Hundreds of federal employees may have improperly reaped millions in Social Security disability benefits, according to a government watchdog that caught workers at several major agencies pocketing fraudulent payments. 

The Government Accountability Office issued a report that showed at least 1,500 federal employees may have wrongly received benefits. The group's investigation, which focused on two Social Security programs for people who have limited incomes due to disabilities, found several specific cases in which beneficiaries were earning well above the income cap while still receiving benefits. In one case, a Transportation Security Administration screener was overpaid $108,000, according to the report. 

"Our case studies ... confirmed some examples in which individuals received SSA disability payments that they were not entitled to receive," the GAO said in a letter to Sens. Tom Carper, D-Del.; John McCain, R-Ariz.; and Tom Coburn, R-Okla. Some of the payments were attributed to fraud, others to "administrative error," according to the report. The GAO found that the Social Security Administration does not use its own automated system to flag workers who may be earning too much income to qualify for benefits. 

"SSA's internal controls did not prevent improper and fraudulent payments," the GAO said. 
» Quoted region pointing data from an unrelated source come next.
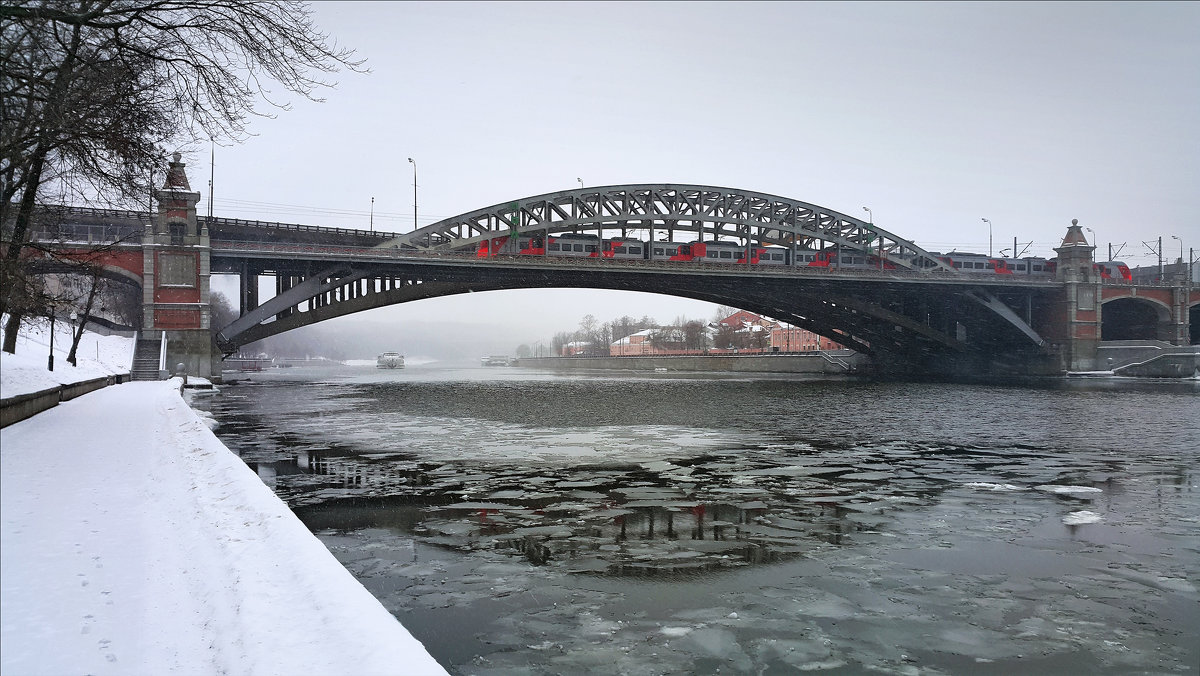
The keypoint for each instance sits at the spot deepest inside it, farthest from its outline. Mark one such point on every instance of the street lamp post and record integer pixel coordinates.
(49, 363)
(414, 192)
(75, 316)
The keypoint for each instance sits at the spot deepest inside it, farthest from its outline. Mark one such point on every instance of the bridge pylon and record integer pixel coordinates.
(177, 267)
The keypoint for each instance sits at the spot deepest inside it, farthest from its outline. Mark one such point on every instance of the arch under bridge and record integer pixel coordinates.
(915, 312)
(912, 312)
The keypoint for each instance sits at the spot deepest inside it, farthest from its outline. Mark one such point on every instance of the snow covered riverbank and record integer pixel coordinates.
(136, 543)
(27, 370)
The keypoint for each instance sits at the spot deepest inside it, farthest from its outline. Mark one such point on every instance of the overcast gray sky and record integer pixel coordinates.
(936, 115)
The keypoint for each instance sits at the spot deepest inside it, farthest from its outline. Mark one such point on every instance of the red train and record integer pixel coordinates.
(729, 252)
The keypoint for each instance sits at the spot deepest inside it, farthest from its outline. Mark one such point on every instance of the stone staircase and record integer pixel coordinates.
(145, 358)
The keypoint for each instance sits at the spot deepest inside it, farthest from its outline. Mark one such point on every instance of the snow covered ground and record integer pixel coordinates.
(27, 370)
(136, 543)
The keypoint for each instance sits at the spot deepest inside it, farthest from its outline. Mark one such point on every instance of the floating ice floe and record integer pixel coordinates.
(994, 486)
(1079, 518)
(1067, 490)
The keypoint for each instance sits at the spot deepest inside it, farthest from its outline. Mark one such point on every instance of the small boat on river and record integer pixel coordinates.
(390, 360)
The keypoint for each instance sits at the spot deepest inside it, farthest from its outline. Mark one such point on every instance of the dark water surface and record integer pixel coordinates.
(526, 522)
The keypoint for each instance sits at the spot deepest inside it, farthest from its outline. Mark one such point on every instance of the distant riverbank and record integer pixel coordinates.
(841, 363)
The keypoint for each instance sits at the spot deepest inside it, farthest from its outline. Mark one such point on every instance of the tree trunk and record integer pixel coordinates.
(10, 331)
(83, 317)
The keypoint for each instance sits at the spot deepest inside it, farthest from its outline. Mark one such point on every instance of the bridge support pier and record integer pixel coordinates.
(177, 259)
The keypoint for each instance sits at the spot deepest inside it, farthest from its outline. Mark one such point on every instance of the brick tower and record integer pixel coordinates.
(175, 275)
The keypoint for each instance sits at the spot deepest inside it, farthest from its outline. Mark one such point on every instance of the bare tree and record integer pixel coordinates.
(94, 90)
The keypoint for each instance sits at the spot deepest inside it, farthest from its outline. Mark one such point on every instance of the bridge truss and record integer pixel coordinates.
(659, 211)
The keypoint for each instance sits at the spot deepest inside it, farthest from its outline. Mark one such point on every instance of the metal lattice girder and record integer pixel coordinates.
(652, 211)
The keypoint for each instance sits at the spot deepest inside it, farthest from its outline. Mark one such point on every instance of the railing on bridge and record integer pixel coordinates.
(135, 226)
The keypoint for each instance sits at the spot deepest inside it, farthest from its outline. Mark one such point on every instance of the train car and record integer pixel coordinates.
(774, 256)
(1114, 270)
(491, 246)
(726, 252)
(523, 245)
(575, 244)
(624, 247)
(677, 251)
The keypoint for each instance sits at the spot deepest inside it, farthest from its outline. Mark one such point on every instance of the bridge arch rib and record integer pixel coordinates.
(660, 210)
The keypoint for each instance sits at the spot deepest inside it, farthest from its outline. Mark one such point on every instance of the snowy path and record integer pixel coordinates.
(133, 542)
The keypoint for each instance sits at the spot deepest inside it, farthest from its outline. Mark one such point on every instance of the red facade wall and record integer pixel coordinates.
(177, 318)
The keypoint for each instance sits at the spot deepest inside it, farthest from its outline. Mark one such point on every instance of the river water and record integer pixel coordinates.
(529, 522)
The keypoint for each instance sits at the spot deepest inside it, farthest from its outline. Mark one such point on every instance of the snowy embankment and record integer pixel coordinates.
(27, 371)
(136, 543)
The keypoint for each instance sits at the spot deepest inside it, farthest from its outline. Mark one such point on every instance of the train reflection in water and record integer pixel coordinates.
(649, 519)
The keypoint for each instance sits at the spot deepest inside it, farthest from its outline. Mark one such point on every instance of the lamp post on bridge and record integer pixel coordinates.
(414, 192)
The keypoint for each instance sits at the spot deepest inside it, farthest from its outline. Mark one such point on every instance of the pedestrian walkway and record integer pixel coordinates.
(136, 543)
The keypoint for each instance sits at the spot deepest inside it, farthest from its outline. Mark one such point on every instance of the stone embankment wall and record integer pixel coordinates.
(841, 363)
(17, 408)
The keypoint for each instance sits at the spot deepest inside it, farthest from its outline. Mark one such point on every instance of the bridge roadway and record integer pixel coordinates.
(874, 311)
(922, 317)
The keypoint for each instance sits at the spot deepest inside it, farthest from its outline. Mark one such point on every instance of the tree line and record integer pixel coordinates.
(97, 94)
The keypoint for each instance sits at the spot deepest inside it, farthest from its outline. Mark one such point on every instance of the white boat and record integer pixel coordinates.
(390, 360)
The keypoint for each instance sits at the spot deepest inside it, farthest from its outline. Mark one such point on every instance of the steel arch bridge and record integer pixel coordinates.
(657, 209)
(906, 310)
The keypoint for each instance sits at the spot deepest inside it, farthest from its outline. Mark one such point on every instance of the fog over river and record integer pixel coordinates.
(525, 521)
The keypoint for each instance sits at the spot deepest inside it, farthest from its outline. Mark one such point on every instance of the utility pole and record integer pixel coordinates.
(414, 192)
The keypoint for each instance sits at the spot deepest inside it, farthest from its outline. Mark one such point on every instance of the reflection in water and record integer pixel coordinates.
(646, 525)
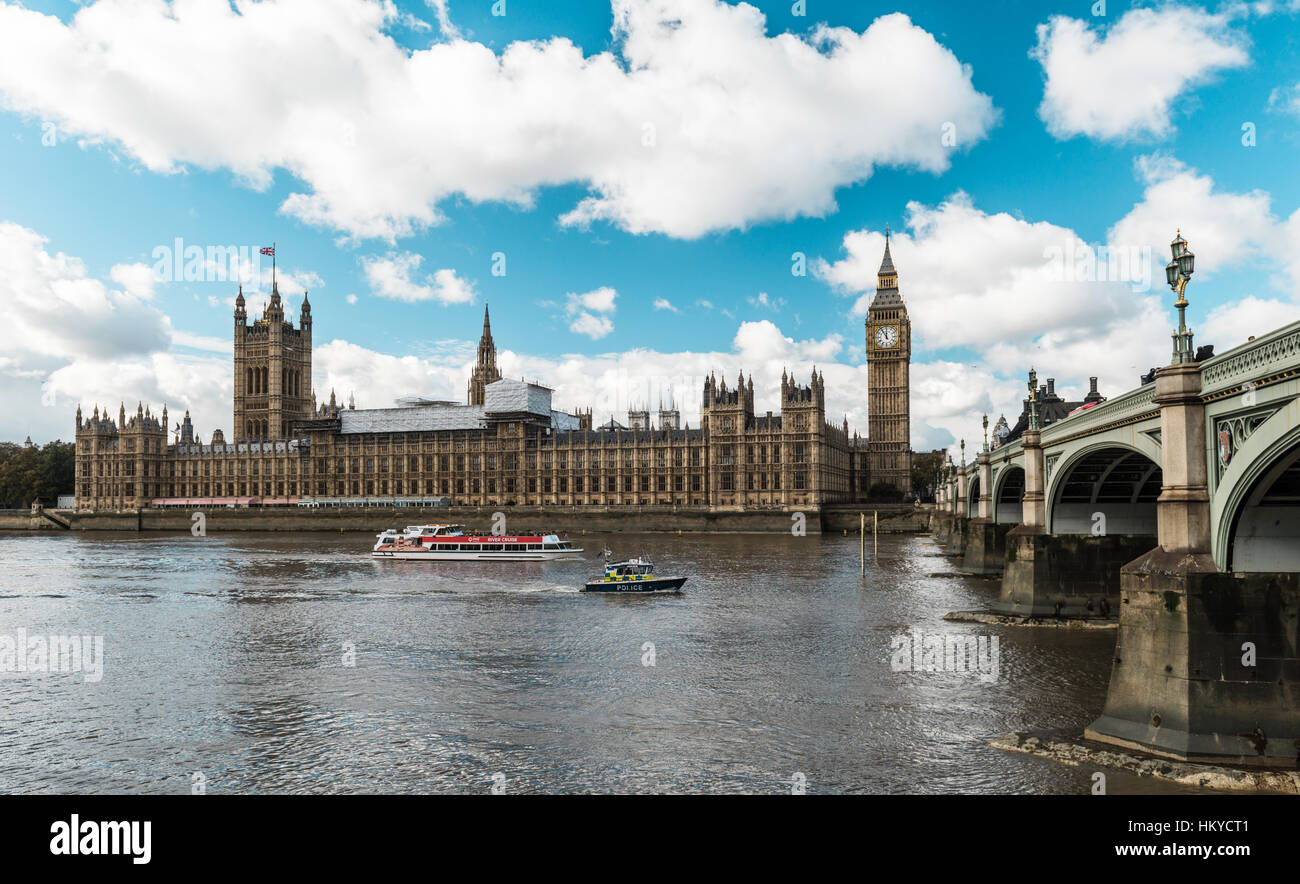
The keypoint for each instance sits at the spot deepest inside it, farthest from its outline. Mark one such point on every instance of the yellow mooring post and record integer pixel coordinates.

The report also found thousands of commercial drivers and transportation business owners who may be skirting the law. It focused in part on federal employees, estimating that 1,500 workers were receiving about $1.7 million monthly. Of them, one-quarter were U.S. Postal Service employees and 16 percent were Defense Department civilians. 

The report came with a DVD that showed employees double dipping -- by working and receiving benefits. The video showed overpayments to the TSA employee as well as Postal Service workers. 
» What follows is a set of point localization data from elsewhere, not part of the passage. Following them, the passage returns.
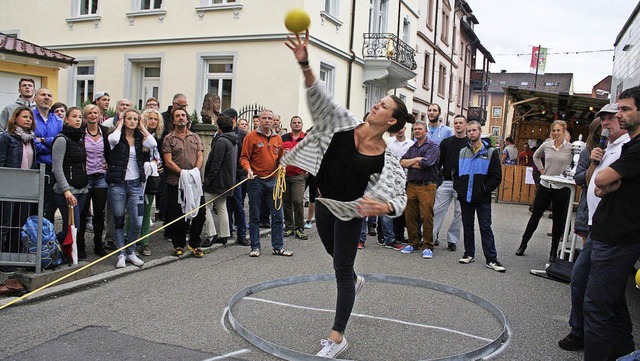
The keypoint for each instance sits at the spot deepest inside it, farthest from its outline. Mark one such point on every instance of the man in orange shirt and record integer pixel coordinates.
(261, 152)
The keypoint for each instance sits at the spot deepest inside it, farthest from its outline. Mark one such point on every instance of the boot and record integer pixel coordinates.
(522, 248)
(553, 254)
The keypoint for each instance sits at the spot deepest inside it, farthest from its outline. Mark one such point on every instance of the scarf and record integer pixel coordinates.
(26, 137)
(72, 133)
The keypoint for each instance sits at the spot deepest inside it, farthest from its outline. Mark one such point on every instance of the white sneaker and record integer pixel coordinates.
(135, 260)
(331, 349)
(121, 263)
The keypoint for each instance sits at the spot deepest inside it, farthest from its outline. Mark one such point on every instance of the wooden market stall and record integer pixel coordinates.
(531, 115)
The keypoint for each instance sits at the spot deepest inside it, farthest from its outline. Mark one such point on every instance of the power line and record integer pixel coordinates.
(561, 52)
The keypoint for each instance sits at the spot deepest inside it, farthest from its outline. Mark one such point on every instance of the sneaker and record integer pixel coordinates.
(330, 349)
(496, 266)
(394, 245)
(371, 229)
(571, 343)
(121, 263)
(135, 260)
(407, 249)
(300, 234)
(359, 283)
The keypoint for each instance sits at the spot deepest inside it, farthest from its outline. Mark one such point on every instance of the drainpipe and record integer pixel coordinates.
(353, 54)
(435, 42)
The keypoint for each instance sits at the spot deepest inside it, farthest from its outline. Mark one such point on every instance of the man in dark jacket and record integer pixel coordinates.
(235, 203)
(220, 176)
(479, 174)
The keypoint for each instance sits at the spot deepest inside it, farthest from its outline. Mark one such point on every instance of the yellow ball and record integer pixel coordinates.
(297, 20)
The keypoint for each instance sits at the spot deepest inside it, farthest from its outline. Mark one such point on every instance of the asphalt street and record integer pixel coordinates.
(177, 310)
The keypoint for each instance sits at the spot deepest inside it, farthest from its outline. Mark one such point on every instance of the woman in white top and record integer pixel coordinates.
(125, 177)
(557, 154)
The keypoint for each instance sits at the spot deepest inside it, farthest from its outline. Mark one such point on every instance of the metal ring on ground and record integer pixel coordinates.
(288, 354)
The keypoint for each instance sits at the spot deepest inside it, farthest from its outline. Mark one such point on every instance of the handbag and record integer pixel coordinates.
(152, 186)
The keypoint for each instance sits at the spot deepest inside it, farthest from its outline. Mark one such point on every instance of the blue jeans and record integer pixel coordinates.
(61, 201)
(445, 194)
(387, 229)
(607, 324)
(484, 220)
(129, 195)
(258, 189)
(579, 279)
(235, 207)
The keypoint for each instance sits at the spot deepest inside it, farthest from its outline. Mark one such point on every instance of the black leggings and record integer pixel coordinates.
(560, 202)
(97, 196)
(340, 240)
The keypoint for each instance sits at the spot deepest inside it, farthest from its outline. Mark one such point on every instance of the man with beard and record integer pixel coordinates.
(479, 174)
(615, 246)
(26, 89)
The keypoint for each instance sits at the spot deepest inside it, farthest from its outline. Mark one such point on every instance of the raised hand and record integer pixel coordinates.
(299, 46)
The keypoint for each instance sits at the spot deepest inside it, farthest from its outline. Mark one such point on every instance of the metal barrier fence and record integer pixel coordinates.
(21, 195)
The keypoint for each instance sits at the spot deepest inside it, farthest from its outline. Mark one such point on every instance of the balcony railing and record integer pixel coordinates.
(388, 46)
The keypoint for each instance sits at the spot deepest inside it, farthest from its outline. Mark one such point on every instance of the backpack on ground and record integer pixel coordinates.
(52, 255)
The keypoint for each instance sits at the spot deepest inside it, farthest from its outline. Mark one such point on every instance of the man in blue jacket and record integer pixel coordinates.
(479, 174)
(48, 125)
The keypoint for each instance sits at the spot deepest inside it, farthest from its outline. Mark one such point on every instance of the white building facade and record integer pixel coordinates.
(626, 72)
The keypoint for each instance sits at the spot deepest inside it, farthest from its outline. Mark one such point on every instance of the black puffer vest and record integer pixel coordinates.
(74, 163)
(119, 157)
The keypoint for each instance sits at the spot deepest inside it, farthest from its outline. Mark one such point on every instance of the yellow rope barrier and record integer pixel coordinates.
(277, 197)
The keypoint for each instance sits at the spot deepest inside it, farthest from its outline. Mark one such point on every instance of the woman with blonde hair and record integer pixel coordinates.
(69, 170)
(97, 149)
(557, 154)
(152, 120)
(125, 177)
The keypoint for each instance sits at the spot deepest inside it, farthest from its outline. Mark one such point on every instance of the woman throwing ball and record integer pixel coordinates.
(343, 150)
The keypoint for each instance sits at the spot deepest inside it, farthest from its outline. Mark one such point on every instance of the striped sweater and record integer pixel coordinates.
(330, 118)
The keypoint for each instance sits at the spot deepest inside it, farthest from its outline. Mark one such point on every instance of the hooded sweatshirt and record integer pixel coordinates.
(221, 166)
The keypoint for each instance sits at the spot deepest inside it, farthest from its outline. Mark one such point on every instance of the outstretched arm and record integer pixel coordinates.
(299, 48)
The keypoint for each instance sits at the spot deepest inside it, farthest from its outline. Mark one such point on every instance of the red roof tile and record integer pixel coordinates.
(15, 46)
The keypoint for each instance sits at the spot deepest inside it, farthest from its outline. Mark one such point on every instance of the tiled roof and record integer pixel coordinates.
(15, 46)
(549, 82)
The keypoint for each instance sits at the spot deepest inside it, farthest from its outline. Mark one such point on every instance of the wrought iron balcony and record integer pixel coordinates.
(388, 46)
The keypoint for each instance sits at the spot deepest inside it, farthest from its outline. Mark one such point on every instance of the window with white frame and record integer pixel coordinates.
(84, 82)
(331, 7)
(150, 4)
(87, 7)
(442, 80)
(328, 76)
(219, 79)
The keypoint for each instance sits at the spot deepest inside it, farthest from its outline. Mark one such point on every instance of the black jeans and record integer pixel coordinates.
(560, 200)
(97, 197)
(179, 229)
(340, 240)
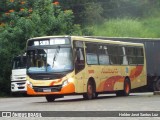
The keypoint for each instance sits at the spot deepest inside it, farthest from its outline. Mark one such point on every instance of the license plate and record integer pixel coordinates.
(46, 90)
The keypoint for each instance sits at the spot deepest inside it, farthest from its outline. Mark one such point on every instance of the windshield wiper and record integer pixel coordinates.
(55, 55)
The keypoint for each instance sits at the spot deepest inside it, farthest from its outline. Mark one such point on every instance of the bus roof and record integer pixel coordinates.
(124, 38)
(90, 39)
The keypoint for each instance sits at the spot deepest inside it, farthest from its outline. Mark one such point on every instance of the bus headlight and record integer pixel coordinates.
(66, 82)
(29, 83)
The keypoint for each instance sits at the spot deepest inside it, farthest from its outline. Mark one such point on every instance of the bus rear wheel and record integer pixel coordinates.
(50, 98)
(91, 91)
(126, 90)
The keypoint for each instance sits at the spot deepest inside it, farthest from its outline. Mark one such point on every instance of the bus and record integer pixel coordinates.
(151, 46)
(70, 65)
(18, 76)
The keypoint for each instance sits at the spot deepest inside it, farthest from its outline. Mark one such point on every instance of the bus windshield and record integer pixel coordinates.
(19, 62)
(49, 60)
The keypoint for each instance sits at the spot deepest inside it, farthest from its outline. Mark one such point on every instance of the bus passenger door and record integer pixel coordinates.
(79, 65)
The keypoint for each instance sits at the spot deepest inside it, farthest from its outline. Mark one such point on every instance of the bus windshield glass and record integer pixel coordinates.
(49, 60)
(19, 62)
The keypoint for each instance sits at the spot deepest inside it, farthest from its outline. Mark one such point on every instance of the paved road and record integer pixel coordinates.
(134, 102)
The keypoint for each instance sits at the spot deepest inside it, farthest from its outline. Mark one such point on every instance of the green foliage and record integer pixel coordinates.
(44, 18)
(127, 27)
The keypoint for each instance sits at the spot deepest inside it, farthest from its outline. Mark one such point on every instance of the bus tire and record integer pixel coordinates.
(158, 85)
(50, 98)
(126, 90)
(91, 91)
According to the report, the TSA employee started receiving disability benefits in 1995 for "mood and anxiety disorders." But she started full-time work in 2003 and earned as much as $50,000; the income cap after which disability payments are supposed to stop was $940 per month in 2008. 

"Our investigation found that the beneficiary committed fraud in obtaining SSA disability payments," the report said. GAO said the employee told the Social Security Administration she did not want the agency to contact her employer for work information and that she would submit a report herself, though records indicate she never did. Her benefits have since been suspended. 

In another case, an X-ray technician for the Department of Veterans Affairs in California was overpaid about $22,000. According to the report, the worker started receiving payments in 2002 for an infection but continued to receive the money after returning to work in 2007. In yet another case, a Postal Service worker in Michigan received an overpayment of about $45,000. That worker was approved for "mood and personality disorders" in 2004 but returned to work later that year. The payments continued through early 2007, and then picked up again in late 2008. According to the report, a repayment of about $37,000 was made in 2008. 

Many of these workers received a $250 economic stimulus payment on top of the overpayments. 

The report also found problems in the private sector. The GAO found 62,000 workers who received commercial driver's licenses after they were deemed eligible for full disability benefits, "an indication that these individuals may no longer have serious medical conditions." The investigation revealed 7,900 people with "registered transportation businesses" receiving the benefits. The GAO clarified that a more thorough investigation would be needed to see whether those payments were fraudulent, improper or both. 

The GAO suggested that the Social Security Administration start making better use of its automated system to catch overpayments in the future. The agency uses the system to track increases in monthly earnings in order to compute changes in benefits payments, but it doesn't use the system to flag people who return to work and may be eligible to have their benefits suspended.